Le premier moment clé s’appelle Ommetrommere: à la veille du « Jeudi sale » — le dernier jeudi avant le Carême — des tambourinaires traversent la place centrale. Ils donnent la cadence et annoncent que les réjouissances vont démarrer.
Le samedi arrive avec la journée phare, Faschnedsamstig, quand toute la bourgade s’éveille. On enfile masques et costumes, et l’on gagne les rues.
L’emblème le plus reconnaissable du carnaval d’Appenzell est le Botzerössli. Ce sont des chevaux en bois portés à la taille, qui donnent l’illusion d’un galop à travers les ruelles.

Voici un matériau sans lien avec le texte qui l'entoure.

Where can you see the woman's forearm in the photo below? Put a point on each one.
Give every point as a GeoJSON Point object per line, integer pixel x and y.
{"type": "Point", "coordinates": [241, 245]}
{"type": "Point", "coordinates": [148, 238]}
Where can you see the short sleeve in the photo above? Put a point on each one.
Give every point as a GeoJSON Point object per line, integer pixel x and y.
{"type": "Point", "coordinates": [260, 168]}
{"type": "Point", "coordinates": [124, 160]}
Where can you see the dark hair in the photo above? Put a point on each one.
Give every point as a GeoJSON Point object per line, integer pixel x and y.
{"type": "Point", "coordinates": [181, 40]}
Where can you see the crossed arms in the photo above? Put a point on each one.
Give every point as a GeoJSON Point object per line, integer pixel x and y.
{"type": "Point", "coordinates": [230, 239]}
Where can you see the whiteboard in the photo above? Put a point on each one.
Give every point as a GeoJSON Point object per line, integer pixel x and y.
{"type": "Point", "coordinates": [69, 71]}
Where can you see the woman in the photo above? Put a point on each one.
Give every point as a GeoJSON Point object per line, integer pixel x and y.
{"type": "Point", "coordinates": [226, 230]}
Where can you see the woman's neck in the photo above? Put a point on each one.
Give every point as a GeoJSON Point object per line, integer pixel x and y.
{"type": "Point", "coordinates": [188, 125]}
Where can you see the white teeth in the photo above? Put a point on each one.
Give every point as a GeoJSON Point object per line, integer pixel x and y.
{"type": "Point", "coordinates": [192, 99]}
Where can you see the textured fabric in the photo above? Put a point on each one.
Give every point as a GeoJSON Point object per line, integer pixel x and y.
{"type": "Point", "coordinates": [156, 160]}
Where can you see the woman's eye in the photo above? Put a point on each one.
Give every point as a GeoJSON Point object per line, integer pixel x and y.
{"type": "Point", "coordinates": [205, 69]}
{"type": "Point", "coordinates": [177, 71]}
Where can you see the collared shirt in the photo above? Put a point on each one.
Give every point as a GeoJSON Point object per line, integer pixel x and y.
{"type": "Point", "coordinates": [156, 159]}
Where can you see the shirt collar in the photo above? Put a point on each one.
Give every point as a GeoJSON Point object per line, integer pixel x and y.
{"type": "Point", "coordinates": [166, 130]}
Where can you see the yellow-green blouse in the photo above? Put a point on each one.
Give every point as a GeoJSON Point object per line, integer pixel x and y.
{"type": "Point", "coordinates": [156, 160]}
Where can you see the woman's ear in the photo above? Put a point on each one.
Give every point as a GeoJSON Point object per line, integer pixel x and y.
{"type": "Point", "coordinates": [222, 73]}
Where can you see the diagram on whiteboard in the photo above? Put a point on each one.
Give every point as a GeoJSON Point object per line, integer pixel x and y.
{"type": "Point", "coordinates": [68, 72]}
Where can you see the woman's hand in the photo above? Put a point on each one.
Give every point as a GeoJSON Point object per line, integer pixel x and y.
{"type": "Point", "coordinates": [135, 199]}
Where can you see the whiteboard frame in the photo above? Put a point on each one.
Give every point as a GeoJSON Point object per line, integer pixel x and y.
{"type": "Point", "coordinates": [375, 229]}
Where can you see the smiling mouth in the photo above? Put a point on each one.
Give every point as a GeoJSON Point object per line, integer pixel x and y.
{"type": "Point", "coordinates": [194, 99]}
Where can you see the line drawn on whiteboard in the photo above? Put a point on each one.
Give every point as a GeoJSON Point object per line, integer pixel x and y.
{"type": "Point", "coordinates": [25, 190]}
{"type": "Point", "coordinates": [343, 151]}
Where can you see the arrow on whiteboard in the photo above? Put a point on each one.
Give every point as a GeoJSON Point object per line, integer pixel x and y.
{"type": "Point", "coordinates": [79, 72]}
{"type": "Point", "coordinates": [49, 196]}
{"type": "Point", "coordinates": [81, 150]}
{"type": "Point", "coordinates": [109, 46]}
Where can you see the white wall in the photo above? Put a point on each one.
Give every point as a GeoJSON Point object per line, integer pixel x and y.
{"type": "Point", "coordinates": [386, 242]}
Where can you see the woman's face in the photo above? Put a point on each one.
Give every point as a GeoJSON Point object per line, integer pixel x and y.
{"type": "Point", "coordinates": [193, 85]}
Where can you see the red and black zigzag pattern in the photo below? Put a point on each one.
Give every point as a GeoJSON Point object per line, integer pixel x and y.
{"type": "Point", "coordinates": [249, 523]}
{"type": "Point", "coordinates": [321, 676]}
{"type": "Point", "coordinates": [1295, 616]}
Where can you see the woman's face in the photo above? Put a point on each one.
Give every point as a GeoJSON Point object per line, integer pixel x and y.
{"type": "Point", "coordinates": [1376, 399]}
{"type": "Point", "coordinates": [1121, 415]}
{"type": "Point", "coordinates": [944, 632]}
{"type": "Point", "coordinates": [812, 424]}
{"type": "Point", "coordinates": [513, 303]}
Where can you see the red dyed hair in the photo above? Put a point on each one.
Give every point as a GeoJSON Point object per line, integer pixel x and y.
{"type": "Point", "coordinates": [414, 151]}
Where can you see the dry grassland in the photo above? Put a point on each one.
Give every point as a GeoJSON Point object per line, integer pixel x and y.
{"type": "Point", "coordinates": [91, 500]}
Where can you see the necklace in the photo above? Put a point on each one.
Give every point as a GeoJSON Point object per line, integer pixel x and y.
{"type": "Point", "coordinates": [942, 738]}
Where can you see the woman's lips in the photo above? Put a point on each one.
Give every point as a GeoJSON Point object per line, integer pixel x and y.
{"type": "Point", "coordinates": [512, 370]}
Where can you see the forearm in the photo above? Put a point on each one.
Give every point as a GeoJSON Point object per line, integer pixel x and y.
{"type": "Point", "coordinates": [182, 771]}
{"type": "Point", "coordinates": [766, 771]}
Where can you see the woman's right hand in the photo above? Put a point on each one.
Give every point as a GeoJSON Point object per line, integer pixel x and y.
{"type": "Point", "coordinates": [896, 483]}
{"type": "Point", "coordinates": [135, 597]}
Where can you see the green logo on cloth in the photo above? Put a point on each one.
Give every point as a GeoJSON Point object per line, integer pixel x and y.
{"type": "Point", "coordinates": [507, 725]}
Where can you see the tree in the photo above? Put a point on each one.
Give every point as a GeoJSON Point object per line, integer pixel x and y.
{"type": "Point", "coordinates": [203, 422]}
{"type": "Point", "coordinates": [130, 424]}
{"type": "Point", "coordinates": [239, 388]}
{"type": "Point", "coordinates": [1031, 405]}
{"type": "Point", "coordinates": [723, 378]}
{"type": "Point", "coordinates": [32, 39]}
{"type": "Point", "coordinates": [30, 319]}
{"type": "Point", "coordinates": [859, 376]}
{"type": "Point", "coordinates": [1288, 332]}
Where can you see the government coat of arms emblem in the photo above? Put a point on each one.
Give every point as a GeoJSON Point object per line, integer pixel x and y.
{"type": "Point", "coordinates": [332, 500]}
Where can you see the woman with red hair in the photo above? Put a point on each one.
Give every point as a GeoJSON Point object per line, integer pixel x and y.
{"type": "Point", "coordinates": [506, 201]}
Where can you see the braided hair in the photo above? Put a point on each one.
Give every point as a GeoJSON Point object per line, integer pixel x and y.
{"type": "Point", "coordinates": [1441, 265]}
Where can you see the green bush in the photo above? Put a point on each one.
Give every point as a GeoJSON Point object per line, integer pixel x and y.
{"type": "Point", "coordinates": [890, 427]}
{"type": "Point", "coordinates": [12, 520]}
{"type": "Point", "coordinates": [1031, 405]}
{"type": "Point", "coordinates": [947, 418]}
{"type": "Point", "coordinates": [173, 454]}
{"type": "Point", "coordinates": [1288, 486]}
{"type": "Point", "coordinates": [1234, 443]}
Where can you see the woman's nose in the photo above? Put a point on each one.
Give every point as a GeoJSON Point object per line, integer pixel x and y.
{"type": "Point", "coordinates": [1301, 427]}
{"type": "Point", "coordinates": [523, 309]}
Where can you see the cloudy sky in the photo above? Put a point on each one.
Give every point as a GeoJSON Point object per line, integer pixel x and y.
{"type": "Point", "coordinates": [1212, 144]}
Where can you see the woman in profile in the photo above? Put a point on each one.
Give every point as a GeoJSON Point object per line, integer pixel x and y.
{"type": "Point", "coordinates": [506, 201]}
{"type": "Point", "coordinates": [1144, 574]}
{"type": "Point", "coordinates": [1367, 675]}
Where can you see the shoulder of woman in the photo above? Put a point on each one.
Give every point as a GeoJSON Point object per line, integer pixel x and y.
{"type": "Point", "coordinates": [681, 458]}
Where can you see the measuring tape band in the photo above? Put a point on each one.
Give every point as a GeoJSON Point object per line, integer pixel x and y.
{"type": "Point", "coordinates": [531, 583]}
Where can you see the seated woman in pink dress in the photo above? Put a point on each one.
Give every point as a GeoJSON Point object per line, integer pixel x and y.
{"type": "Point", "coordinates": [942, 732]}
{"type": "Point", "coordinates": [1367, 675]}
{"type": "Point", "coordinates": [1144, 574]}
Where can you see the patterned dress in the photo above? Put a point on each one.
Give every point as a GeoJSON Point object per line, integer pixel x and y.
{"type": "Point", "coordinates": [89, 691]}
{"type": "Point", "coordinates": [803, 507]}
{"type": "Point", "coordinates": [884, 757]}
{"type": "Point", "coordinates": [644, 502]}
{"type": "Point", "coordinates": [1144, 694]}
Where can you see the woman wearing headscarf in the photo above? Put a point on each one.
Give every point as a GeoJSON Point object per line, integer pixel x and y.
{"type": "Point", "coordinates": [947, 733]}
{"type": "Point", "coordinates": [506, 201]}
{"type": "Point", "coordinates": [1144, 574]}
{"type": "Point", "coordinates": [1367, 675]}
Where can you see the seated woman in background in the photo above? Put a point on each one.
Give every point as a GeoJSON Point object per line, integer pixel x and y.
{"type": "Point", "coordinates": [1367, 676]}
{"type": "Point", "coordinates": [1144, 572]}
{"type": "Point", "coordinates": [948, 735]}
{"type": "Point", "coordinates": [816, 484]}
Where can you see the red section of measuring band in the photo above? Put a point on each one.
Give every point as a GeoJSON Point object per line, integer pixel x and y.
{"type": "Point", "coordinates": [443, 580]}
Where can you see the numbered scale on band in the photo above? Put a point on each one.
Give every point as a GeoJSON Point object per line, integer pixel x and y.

Des percussions et le tintement clair des cloches les accompagnent, propageant le son d’un bout à l’autre de la localité.
Enfants et adultes préparent leurs atours longtemps à l’avance et répètent les gestes pour que tout paraisse net et synchronisé. Ce n’est pas un simple divertissement: c’est un fragment vivant de culture locale.
La musique envahit les rues, portée par l’ensemble de cuivres local appelé Guggenmusik. Sa sonorité est si particulière qu’une fois entendue, on la reconnaît aussitôt.
Et puis viennent les masques. Rien à voir avec ceux des carnavals brésiliens: ici, ils sont sculptés ou façonnés en tissu, souvent dans des tons sobres. Ils peuvent être troublants, farceurs ou simplement singuliers — chacun semblant porter sa propre histoire.
Les cloches font partie intégrante des costumes. Fixées à une ceinture ou à un chapeau, elles sonnent à chaque pas, composant un paysage sonore non pas tapageur, mais intensément vivant. Difficile de ne pas se laisser gagner par ce battement régulier qui donne son souffle à la fête.
Appenzell n’est pas une grande ville, mais un cocon alpin. La neige, le silence et les montagnes cadrent la fête, et ce décor change tout. On s’y sent moins spectateur que partie prenante d’un moment authentique.
Le tableau semble sorti d’un livre d’images: neige immaculée, silhouettes en costume, cloches qui tintent et une joie sans ostentation, perçue comme profondément sincère.
La fête est préparée par les habitants. L’un des principaux organisateurs est le Fasnachtsverein Appenzell, un club qui veille au calendrier, aux cortèges et à l’esprit d’ensemble. Il publie les dates, les parcours et les informations utiles pour celles et ceux qui veulent participer ou simplement regarder.
En 2026, la célébration reviendra en février. Les dates et le programme actuels sont déjà disponibles sur le site du club.
Si vous envisagez d’y aller, arrivez l’esprit ouvert. Nul besoin de participer: être présent suffit, écouter le battement des tambours et sentir la chaleur de la tradition locale. Ce festival n’a rien à voir avec une case à cocher ou un fil à embellir. Il parle des gens, de l’histoire et de l’hiver — qui, à Appenzell, possède sa propre musique.